GradCAM heatmaps of correctly classified images

We also examined the heatmaps of the 22 images that were misclassified. These heatmaps may shed a light on why the network does not classify the image correctly. Several representative examples are given in Figure 5. For example, in Figure 5(a) and (c), the highlighted area is not at the right location, indicating the network does not use the right information to make decision. Comparing Figure 5(c) and the last image in Figure 4(e) (which is from the same patient but classified correctly by the model), the highlighted areas are in different sites. In Figure 5(b), the heatmap shows it concentrates mainly on the tongue which takes a significant large area in the image. This may be the reason why the network considered it as DT instead of LB. Figure 5 (d) image contains a large portion of both TM and DT area and the network misclassified it as VT. The image in Figure 5(e) is actually incorrectly annotated. It should be VT and the network classification result is correct.
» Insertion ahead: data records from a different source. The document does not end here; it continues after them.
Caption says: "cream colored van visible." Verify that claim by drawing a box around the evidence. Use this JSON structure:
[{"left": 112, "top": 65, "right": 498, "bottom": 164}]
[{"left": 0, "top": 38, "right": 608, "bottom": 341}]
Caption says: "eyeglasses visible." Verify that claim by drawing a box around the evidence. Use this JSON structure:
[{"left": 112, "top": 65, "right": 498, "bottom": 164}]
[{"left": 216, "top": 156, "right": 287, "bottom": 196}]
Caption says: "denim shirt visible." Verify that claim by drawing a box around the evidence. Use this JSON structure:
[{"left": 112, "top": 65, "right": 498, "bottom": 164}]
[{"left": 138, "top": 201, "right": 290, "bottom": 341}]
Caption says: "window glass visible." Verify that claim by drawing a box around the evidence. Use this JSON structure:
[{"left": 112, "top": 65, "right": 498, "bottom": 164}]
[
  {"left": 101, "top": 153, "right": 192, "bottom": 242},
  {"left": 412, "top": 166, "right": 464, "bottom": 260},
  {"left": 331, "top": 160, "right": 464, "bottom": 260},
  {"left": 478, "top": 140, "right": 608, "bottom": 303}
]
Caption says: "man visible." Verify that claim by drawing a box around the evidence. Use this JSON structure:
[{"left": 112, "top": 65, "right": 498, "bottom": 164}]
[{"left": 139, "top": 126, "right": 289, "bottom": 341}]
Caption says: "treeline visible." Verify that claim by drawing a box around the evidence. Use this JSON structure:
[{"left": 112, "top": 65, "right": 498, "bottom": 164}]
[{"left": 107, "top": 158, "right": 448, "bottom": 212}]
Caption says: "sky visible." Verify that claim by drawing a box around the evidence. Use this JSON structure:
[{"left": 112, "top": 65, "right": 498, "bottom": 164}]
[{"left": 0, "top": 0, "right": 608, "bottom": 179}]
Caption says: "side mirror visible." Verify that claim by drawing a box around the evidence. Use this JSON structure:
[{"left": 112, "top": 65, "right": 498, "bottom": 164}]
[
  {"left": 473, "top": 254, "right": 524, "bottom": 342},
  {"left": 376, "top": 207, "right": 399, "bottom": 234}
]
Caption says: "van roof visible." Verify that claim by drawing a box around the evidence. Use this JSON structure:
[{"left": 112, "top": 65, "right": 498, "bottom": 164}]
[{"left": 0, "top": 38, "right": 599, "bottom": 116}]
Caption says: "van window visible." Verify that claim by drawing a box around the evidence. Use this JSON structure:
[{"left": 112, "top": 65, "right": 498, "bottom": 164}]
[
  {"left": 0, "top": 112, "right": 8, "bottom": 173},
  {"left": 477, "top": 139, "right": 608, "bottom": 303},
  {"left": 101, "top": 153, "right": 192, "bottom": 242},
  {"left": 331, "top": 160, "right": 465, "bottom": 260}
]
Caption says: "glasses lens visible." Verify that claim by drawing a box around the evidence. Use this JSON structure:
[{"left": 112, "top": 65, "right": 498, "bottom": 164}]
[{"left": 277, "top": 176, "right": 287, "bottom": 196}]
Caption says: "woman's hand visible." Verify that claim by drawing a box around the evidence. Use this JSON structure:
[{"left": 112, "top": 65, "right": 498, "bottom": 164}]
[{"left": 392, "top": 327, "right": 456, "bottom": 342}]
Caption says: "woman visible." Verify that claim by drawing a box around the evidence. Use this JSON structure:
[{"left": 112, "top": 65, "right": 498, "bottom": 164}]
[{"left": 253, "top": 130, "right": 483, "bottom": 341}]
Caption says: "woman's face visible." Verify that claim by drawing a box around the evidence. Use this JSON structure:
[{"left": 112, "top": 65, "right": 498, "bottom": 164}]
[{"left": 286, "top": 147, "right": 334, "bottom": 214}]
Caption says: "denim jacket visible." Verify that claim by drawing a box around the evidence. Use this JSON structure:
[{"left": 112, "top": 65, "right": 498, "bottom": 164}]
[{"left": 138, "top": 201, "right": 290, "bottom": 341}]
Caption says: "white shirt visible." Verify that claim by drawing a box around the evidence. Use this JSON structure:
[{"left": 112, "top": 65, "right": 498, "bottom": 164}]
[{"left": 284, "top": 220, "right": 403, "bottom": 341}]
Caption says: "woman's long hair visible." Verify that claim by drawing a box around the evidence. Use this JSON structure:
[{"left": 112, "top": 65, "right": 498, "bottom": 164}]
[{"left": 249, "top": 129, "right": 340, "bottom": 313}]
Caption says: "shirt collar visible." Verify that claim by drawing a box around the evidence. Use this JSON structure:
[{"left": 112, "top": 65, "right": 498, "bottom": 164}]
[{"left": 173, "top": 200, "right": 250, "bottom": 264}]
We also noticed there were a few images in validation set and training set that were mis-annotated while examining the results and heatmaps. It is common to have labeling errors in data collection due to human fatigue. A hybrid annotation approach in which users browse the automatic generated labels that are correct for the majority of images and only correct those misclassified ones would not only save time and effort but also reduce labelling errors. Some highlighted areas in the heatmap in Figure 5(f) are not within face/mouth but the background. We may consider removing background border regions in images for performance improvement in future.

Figure 5.

Figure 5.

GradCAM heatmaps of in-correctly classified images

5. CONCLUSIONS

In this paper, we report an important pre-step in developing an automatic approach toward improving the accuracy of visual evaluation for triage of screen detected oral lesions. Specifically, we applied deep learning technique to classify images captured from different major anatomical locations of the mouths to be inspected for oral cavity cancer assessment. The network achieves high classification accuracy on a randomly selected test set that is a subset from the pilot batch of data. In addition, we considered the network explanation and discussed the visualization results. Analysis and examination of both the correctly classified images and misclassified images lead to insights on where the network may concentrate and provide reasonable explanation on why the model derives certain predictions. They also demonstrate the effectiveness of the applied classification method. Based on the analysis, future work will explore topics such as background removal, ruler detection/segmentation, in addition to other main modules in the pipeline including lesion detection/segmentation, image quality control, and lesion classification.

ACKNOWLEDGEMENT

This research was supported by the Intramural Research Program of the National Library of Medicine and the National Cancer Institute, both part of the National Institutes of Health (NIH). The authors want to thank Sandeep Angara at the National Library of Medicine for his valuable help and discussion on software programming.